The expression above is essentially the same as bias derived from Equation 11 in Palley and Horwitz (1961) for the Bell and Alexander (1957) estimate which is essentially the same as double sampling with a ratio estimator. However, in their case two different point-wise sample sizes were involved, the total sample size and a subsample size, which is not the case for the big BAF estimator. That means some of the formulas for the variances and covariances within Equation 11 of Palley and Horwitz (1961) would not be the same as for big BAF sampling because they would depend on the sub-sample size rather than the total sample size. Note that \(\hat {B}_{{\mathrm {c}}}, \hat {B}_{\mathrm {v}}\) and \(\hat {V}_{\mathrm {v}}\) are means of independent identical HPS samples so that \(\text {var}\!\left ({\hat {B}_{\mathrm {v}}}\right)\) = \(\frac {\text {var}\!\left ({\hat {B}_{\mathrm {v}_{s}}}\right) }{n}, \text {cov}\!\left ({\hat {B}_{{\mathrm {c}}}}, {\hat {B}_{\mathrm {v}}}\right) =\frac {\text {cov}\!\left ({\hat {B}_{{\mathrm {c}}_{s}}}, {\hat {B}_{\mathrm {v}_{s}}}\right)}{n}, \text {cov}\!\left ({\hat {B}_{{\mathrm {c}}}}, {\hat {V}_{\mathrm {v}}}\right)=\frac {\text {cov}\!\left ({\hat {B}_{{\mathrm {c}}_{s}}}, {\hat {V}_{\mathrm {v}_{s}}}\right)}{n}\) and \(\text {cov}\!\left ({\hat {B}_{\mathrm {v}}}, {\hat {V}_{\mathrm {v}}}\right) =\frac {\text {cov}\!\left ({\hat {B}_{\mathrm {v}_{s}}}{\hat {V}_{\mathrm {v}_{s}}}\right)}{n}\) leading to:

$$\begin{array}{*{20}l} Bias &= \frac{V}{n} \left(\frac{\text{var}\!\left({\hat{B}_{\mathrm{v}_{s}}}\right)}{B^{2}} - \frac{\text{cov}\!\left({\hat{B}_{{\mathrm{c}}_{s}}}, {\hat{B}_{\mathrm{v}_{s}}}\right) }{B^{2}} \right.\notag\\ &\quad{}-\left.\frac{\text{cov}\!\left({\hat{V}_{\mathrm{v}_{s}}}, {\hat{B}_{\mathrm{v}_{s}}}\right) }{VB} + \frac{\text{cov}\!\left({\hat{V}_{\mathrm{v}_{s}}}, {\hat{B}_{{\mathrm{c}}_{s}}}\right) }{VB} \right) \end{array} $$
(A.11)

We note that this expression approaches zero as n becomes large on the order of \(\frac {1}{n}\) which is similar to the behavior of the standard ratio estimator according to Cochran (1977, p. 160).

Exact bias

We can mathematically investigate the bias in the big BAF estimator by a method similar to that give by Cochran (1977, p. 162) and originally developed by Hartley and Ross (1954). In the derivations to simplify notation we assume without loss of generality area A=1 because the final results are ratios that do not involve area. Consider the covariance between the big BAF estimator \({\hat {V}_{\mathcal {B}}}\) and the basal area estimate from the small BAF factor angle gauge \(\hat {B}_{\mathrm {v}}\)

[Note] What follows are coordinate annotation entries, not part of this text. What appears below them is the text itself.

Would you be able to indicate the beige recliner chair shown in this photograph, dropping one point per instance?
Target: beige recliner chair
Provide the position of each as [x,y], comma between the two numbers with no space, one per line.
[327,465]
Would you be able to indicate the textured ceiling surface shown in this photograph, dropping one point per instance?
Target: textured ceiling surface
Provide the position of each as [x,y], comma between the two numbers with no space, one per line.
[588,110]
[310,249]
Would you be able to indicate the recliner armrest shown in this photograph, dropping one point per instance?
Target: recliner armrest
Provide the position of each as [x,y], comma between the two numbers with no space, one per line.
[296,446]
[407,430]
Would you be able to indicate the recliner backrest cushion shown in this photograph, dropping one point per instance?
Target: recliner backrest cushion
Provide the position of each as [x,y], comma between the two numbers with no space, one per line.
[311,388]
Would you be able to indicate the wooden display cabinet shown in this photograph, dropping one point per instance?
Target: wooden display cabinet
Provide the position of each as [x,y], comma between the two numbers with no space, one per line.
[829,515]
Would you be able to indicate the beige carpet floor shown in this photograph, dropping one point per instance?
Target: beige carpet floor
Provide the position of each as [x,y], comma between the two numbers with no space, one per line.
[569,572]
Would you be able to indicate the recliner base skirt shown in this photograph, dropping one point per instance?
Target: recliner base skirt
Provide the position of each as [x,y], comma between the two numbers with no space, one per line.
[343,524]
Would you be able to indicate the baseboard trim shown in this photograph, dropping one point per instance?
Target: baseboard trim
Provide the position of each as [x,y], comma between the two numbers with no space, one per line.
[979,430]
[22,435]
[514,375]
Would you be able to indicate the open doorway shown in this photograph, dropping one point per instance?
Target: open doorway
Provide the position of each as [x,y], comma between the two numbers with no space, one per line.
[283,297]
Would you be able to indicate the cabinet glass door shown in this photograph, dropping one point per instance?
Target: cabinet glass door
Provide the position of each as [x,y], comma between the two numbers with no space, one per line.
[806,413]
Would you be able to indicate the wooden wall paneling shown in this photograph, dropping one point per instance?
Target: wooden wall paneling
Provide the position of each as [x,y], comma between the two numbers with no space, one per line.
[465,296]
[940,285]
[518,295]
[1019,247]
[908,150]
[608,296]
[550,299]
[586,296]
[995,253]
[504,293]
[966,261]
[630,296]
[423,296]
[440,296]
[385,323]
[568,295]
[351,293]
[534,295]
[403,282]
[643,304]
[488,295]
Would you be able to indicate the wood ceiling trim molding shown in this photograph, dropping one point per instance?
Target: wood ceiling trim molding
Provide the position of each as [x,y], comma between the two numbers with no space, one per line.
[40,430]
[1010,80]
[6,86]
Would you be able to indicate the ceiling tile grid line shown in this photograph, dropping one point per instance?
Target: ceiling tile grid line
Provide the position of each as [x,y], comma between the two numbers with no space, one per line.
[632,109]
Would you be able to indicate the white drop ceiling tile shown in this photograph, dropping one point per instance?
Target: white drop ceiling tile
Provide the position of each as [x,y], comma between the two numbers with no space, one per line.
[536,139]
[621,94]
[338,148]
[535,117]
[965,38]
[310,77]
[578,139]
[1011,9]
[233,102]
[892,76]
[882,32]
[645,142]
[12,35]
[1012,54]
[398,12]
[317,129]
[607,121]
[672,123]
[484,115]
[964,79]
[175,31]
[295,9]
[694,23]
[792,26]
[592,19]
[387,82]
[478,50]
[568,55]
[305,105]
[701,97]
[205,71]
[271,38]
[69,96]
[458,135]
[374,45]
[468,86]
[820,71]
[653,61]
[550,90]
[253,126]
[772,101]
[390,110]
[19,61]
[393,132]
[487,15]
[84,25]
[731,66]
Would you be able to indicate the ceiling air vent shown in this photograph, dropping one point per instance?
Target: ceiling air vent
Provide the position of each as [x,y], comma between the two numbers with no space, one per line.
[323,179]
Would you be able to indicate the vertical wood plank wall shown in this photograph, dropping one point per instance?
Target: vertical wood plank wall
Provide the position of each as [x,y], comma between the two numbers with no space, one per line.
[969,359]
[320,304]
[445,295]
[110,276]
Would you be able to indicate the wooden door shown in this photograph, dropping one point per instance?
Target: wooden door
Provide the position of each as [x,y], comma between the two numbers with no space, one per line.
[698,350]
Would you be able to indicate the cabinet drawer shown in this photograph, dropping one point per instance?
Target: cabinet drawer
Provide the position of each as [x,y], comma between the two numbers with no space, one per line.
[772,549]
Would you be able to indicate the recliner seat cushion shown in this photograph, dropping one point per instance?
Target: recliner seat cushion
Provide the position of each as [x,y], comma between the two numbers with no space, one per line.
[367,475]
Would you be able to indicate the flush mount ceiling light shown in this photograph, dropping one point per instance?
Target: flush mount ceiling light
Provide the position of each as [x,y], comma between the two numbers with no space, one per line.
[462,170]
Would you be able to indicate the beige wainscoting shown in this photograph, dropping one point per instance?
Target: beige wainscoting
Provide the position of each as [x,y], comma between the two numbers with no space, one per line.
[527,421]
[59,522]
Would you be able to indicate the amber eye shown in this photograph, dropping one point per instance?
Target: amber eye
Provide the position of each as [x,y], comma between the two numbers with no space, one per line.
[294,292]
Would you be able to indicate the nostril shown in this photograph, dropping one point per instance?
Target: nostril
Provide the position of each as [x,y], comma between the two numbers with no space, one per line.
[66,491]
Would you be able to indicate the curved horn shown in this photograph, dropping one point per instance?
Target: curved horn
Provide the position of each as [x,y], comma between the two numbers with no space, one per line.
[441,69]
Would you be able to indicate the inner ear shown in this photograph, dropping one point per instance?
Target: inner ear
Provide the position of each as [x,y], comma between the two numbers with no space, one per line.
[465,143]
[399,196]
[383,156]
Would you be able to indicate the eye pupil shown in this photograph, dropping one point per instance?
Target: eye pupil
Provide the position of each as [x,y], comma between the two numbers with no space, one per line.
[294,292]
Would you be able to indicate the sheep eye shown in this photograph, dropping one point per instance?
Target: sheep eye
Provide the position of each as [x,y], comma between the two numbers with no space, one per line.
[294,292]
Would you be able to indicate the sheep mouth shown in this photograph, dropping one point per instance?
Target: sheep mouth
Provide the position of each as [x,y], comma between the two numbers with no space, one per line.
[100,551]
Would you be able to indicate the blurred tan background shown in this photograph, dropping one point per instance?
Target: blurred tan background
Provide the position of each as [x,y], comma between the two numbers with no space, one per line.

$$ \text{cov}\!\left({{\hat{V}_{\mathcal{B}}}},{\hat{B}_{\mathrm{v}}} \right) = \mathrm{E}\!\left[ {{\hat{V}_{\mathcal{B}}} \hat{B}_{\mathrm{v}}}\right] - \mathrm{E}\!\left[ {{\hat{V}_{\mathcal{B}}}}\right] \mathrm{E}\!\left[ {\hat{B}_{\mathrm{v}}}\right] $$
(A.12)

Now because \(\hat {B}_{\mathrm {v}}\) is known to be a design-unbiased HPS estimator of the true basal area B and by (12) we have \({\hat {V}_{\mathcal {B}}} \hat {B}_{\mathrm {v}} = \hat {V}_{\mathrm {v}} \hat {B}_{{\mathrm {c}}}\) the following results:

$$ \text{cov}\!\left({{\hat{V}_{\mathcal{B}}}}, {\hat{B}_{\mathrm{v}}}\right) = \mathrm{E}\!\left[ {\hat{V}_{\mathrm{v}} \hat{B}_{{\mathrm{c}}}}\right] - B \mathrm{E}\!\left[ {{\hat{V}_{\mathcal{B}}}}\right] $$
(A.13)

Then by the definition of the covariance and the fact that \(\hat {V}_{\mathrm {v}}\) and \(\hat {B}_{{\mathrm {c}}}\) are design-unbiased HPS estimators (Palley and Horwitz 1961) of total volume V and basal area B respectively we have \(\mathrm {E}\!\left [ {\hat {V}_{\mathrm {v}} \hat {B}_{{\mathrm {c}}}}\right ] = \text {cov}\!\left ({\hat {V}_{\mathrm {v}}}, {\hat {B}_{{\mathrm {c}}}}\right) + BV \) resulting in:

$$ \text{cov}\!\left({{\hat{V}_{\mathcal{B}}}}, {\hat{B}_{\mathrm{v}}}\right) = \text{cov}\!\left({\hat{V}_{\mathrm{v}}}, {\hat{B}_{{\mathrm{c}}}}\right) + BV - B \mathrm{E}\!\left[ {{\hat{V}_{\mathcal{B}}}}\right] $$
(A.14)

Now we may quantify the exact bias as:

$$ Bias = \left(\mathrm{E}\!\left[ {{\hat{V}_{\mathcal{B}}}}\right] - V \right) = \frac{\text{cov}\!\left({\hat{B}_{{\mathrm{c}}}}, {\hat{V}_{\mathrm{v}}}\right) - \text{cov}\!\left({\hat{V}_{\mathcal{B}}}, {\hat{B}_{\mathrm{v}}}\right)}{B} $$
(A.15)

Using the definition of the correlation coefficient ρ the absolute value of the bias is then

$$\begin{array}{*{20}l} \left| Bias \right| &= \frac{1}{B} \left| \left(\rho_{\hat{B}_{{\mathrm{c}}},\hat{V}_{\mathrm{v}}}\right) \sqrt{\text{var}\!\left({\hat{B}_{{\mathrm{c}}}} \right) \text{var}\!\left({\hat{V}_{\mathrm{v}}} \right)}\right. \notag\\ &\quad{}- \left. \left(\rho_{\hat{B}_{\mathrm{v}},{\hat{V}_{\mathcal{B}}}}\right) \sqrt{\text{var}\!\left({\hat{B}_{\mathrm{v}}}\right) \text{var}\!\left({{\hat{V}_{\mathcal{B}}}}\right)} \right| \end{array} $$
(A.16)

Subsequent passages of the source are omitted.